豐富數據：訓練數據來自OPUS，訓練流程遵循OPUS - MT - train。

📦 安裝指南

文檔未提及安裝步驟，跳過此章節。

💻 使用示例

基礎用法

from transformers import MarianMTModel, MarianTokenizer

src_text = [
    "The Portuguese teacher is very demanding.",
    "When was your last hearing test?"
]

model_name = "pytorch-models/opus-mt-tc-big-en-fr"
tokenizer = MarianTokenizer.from_pretrained(model_name)
model = MarianMTModel.from_pretrained(model_name)
translated = model.generate(**tokenizer(src_text, return_tensors="pt", padding=True))

for t in translated:
    print( tokenizer.decode(t, skip_special_tokens=True) )

# expected output:
#     Le professeur de portugais est très exigeant.
#     Quand a eu lieu votre dernier test auditif ?

高級用法

from transformers import pipeline
pipe = pipeline("translation", model="Helsinki-NLP/opus-mt-tc-big-en-fr")
print(pipe("The Portuguese teacher is very demanding."))
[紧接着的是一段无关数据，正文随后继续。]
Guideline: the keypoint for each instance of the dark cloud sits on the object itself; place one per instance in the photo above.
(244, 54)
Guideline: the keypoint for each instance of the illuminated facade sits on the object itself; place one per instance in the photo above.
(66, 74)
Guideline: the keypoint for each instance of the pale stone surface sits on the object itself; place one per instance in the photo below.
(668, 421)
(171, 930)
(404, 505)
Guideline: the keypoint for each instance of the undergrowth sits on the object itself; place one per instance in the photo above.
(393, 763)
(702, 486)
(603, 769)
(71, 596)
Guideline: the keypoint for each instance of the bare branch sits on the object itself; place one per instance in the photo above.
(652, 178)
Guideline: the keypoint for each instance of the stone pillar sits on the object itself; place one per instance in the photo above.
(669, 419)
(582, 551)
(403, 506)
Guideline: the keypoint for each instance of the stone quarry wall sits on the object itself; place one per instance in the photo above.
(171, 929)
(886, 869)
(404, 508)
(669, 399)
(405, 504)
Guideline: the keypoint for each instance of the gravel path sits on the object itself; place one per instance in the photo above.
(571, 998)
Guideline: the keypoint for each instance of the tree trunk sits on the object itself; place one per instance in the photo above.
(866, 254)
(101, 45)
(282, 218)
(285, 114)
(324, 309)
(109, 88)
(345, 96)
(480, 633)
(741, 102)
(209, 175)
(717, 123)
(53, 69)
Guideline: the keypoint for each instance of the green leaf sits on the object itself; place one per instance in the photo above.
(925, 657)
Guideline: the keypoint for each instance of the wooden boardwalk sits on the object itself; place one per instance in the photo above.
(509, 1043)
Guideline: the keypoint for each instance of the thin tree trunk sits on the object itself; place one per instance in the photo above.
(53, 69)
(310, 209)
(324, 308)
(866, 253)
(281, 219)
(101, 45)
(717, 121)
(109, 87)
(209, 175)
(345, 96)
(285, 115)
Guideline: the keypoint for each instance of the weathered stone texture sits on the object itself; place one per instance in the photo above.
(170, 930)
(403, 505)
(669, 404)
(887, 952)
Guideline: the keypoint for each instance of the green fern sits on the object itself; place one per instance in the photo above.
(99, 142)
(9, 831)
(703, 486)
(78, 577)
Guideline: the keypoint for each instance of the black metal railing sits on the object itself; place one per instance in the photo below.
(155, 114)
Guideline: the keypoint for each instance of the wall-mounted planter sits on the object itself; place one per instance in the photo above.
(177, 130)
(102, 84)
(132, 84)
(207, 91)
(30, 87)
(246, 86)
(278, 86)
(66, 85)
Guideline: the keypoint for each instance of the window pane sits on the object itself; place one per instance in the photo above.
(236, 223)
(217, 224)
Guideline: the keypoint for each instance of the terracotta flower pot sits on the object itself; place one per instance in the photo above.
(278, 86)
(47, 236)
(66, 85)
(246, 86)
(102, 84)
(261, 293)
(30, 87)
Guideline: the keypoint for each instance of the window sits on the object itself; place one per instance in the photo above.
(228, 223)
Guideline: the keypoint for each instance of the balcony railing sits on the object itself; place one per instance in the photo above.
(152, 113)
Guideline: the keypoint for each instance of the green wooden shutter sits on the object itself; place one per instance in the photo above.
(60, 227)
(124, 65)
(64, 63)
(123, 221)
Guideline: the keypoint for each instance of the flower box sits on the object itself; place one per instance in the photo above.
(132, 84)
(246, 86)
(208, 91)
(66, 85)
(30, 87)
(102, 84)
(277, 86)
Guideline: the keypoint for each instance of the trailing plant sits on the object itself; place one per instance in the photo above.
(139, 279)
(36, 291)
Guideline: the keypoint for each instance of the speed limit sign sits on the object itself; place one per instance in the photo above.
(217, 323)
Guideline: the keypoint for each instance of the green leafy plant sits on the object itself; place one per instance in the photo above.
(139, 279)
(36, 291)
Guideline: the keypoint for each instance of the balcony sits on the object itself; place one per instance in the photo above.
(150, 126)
# expected output: Le professeur de portugais est très exigeant.

📚 詳細文檔

模型信息

屬性	詳情
模型類型	英語到法語的神經機器翻譯模型
訓練數據	opusTCv20210807+bt ([來源](https://github.com/Helsinki - NLP/Tatoeba - Challenge))
發佈時間	2022 - 03 - 09
源語言	英語（eng）
目標語言	法語（fra）
模型架構	transformer - big
分詞方式	SentencePiece (spm32k,spm32k)
原始模型	[opusTCv20210807+bt_transformer - big_2022 - 03 - 09.zip](https://object.pouta.csc.fi/Tatoeba - MT - models/eng - fra/opusTCv20210807+bt_transformer - big_2022 - 03 - 09.zip)
更多信息	[OPUS - MT eng - fra README](https://github.com/Helsinki - NLP/Tatoeba - Challenge/tree/master/models/eng - fra/README.md)

基準測試

語言對	測試集	chr - F	BLEU	句子數量	單詞數量
eng - fra	tatoeba - test - v2021 - 08 - 07	0.69621	53.2	12681	106378
eng - fra	flores101 - devtest	0.72494	52.2	1012	28343
eng - fra	multi30k_test_2016_flickr	0.72361	52.4	1000	13505
eng - fra	multi30k_test_2017_flickr	0.72826	52.8	1000	12118
eng - fra	multi30k_test_2017_mscoco	0.73547	54.7	461	5484
eng - fra	multi30k_test_2018_flickr	0.66723	43.7	1071	15867
eng - fra	newsdiscussdev2015	0.60471	33.4	1500	27940
eng - fra	newsdiscusstest2015	0.64915	40.3	1500	27975
eng - fra	newssyscomb2009	0.58903	30.7	502	12331
eng - fra	news - test2008	0.55516	27.6	2051	52685
eng - fra	newstest2009	0.57907	30.0	2525	69263
eng - fra	newstest2010	0.60156	33.5	2489	66022
eng - fra	newstest2011	0.61632	35.0	3003	80626
eng - fra	newstest2012	0.59736	32.8	3003	78011
eng - fra	newstest2013	0.59700	34.6	3000	70037
eng - fra	newstest2014	0.66686	41.9	3003	77306
eng - fra	tico19 - test	0.63022	40.6	2100	64661

基準測試文件

測試集翻譯：[opusTCv20210807+bt_transformer - big_2022 - 03 - 09.test.txt](https://object.pouta.csc.fi/Tatoeba - MT - models/eng - fra/opusTCv20210807+bt_transformer - big_2022 - 03 - 09.test.txt)
測試集分數：[opusTCv20210807+bt_transformer - big_2022 - 03 - 09.eval.txt](https://object.pouta.csc.fi/Tatoeba - MT - models/eng - fra/opusTCv20210807+bt_transformer - big_2022 - 03 - 09.eval.txt)
基準測試結果：benchmark_results.txt
基準測試輸出：benchmark_translations.zip

致謝

本工作得到以下項目支持：

[歐洲語言網格](https://www.european - language - grid.eu/) 的 [試點項目2866](https://live.european - language - grid.eu/catalogue/#/resource/projects/2866)。
[FoTran項目](https://www.helsinki.fi/en/researchgroups/natural - language - understanding - with - cross - lingual - grounding)，由歐盟“地平線2020”研究和創新計劃（資助協議編號771113）下的歐洲研究理事會（ERC）資助。
MeMAD項目，由歐盟“地平線2020”研究和創新計劃（資助協議編號780069）資助。

同時感謝 CSC -- IT Center for Science（芬蘭）提供的計算資源和IT基礎設施。